Parsing XML in Bash
The other day I was working on a shell script for printing the current weather conditions. There are already plenty of weather scripts out there, and most of them parse html or xml somehow. Here is one that does it with xslt (.tar.gz); this one uses some nasty regular expressions.
However, I wanted to use the National Weather Service's current observations xml feeds. As you can see from the sample feed, the xml is pretty simple. I came up with the following function, which should work to parse data from any simple xml.
get_data () {
local tag=$1
local xml=$2
# Find tag in the xml, convert tabs to spaces, remove leading spaces, remove the tag.
grep $tag $xml | \
tr '\011' '\040' | \
sed -e 's/^[ ]*//' \
-e 's/^<.*>\([^<].*\)<.*>$/\1/'
}
Call the function with the tag you want the data from and the location of the xml file, and it will print the data contained in the tag. For example, to print the wind direction from the sample xml, you would call:
get_data \<wind_string\> KSHD.xml
Clearly, the function has some limitiations.
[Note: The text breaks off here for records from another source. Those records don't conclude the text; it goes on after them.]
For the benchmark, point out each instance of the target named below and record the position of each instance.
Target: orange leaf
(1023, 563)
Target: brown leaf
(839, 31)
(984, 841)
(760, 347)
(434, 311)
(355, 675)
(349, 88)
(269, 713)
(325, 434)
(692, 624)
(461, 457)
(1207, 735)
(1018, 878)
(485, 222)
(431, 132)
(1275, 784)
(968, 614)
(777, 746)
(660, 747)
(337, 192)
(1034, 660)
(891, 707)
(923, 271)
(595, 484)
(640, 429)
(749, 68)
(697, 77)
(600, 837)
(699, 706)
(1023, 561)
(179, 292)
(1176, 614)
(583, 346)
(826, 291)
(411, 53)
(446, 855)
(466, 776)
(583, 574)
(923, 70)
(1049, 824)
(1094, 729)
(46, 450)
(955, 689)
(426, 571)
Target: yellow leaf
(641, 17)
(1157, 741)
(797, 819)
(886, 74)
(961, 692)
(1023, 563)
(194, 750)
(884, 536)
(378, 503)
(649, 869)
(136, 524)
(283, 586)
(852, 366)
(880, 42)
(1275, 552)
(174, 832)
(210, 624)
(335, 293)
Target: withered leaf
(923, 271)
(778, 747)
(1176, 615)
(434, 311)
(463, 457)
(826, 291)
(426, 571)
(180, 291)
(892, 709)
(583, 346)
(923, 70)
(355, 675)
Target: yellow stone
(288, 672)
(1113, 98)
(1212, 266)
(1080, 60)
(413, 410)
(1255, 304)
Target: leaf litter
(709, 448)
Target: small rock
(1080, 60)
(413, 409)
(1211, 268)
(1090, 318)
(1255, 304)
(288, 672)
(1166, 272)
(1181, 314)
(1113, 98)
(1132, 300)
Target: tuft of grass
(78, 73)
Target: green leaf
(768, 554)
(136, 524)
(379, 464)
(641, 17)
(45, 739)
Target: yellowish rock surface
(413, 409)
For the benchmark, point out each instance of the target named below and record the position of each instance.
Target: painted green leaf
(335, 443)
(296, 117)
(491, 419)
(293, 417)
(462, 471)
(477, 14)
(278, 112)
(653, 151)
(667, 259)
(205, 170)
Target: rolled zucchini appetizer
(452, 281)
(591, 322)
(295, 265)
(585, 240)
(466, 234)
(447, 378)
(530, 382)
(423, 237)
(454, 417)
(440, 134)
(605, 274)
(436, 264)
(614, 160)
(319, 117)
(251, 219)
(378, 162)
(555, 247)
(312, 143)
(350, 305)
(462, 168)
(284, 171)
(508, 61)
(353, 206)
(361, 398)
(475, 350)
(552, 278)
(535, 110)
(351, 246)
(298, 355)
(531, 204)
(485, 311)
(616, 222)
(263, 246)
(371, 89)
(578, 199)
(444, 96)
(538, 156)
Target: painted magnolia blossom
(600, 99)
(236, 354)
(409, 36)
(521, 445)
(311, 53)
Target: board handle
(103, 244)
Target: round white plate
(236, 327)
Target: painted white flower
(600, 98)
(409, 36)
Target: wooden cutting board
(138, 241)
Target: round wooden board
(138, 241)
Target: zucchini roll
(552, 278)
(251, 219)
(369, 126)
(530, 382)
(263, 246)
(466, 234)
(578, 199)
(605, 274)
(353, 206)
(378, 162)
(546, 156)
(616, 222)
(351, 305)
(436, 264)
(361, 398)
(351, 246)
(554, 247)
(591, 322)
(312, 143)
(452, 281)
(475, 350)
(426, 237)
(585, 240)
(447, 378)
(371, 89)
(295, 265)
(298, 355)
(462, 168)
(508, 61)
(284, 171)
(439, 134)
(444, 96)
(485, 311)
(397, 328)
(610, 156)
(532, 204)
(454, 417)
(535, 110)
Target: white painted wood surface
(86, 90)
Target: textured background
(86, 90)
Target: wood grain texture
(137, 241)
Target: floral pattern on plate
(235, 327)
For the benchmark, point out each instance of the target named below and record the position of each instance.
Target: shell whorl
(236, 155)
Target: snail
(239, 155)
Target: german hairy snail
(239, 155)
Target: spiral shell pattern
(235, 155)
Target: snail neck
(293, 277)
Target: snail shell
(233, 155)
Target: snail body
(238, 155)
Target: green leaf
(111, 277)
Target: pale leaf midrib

For instance, there is no concept of parents and children, so you can't specify <station_id> --> <latitude>. However, it works fine for simple cases where there is only one <latitude> tag in the entire document. I think the xml parsing function is much more interesting than my weather script, but if you want to check the script out, you can download it here. The git repo also includes a script for getting the 10 day forecast for a US based location.
XPath
When dealing with more complicated xml it is easier to use XPath, a query language for selecting nodes from an xml document. Perl's XML::XPath module comes with a command line tool xpath which can be called from shell scripts like so:
$ xpath KSHD.xml "//temperature_string/text()" 2> /dev/null
55 F (13 C)
W3schools has a nice tutorial on XPath.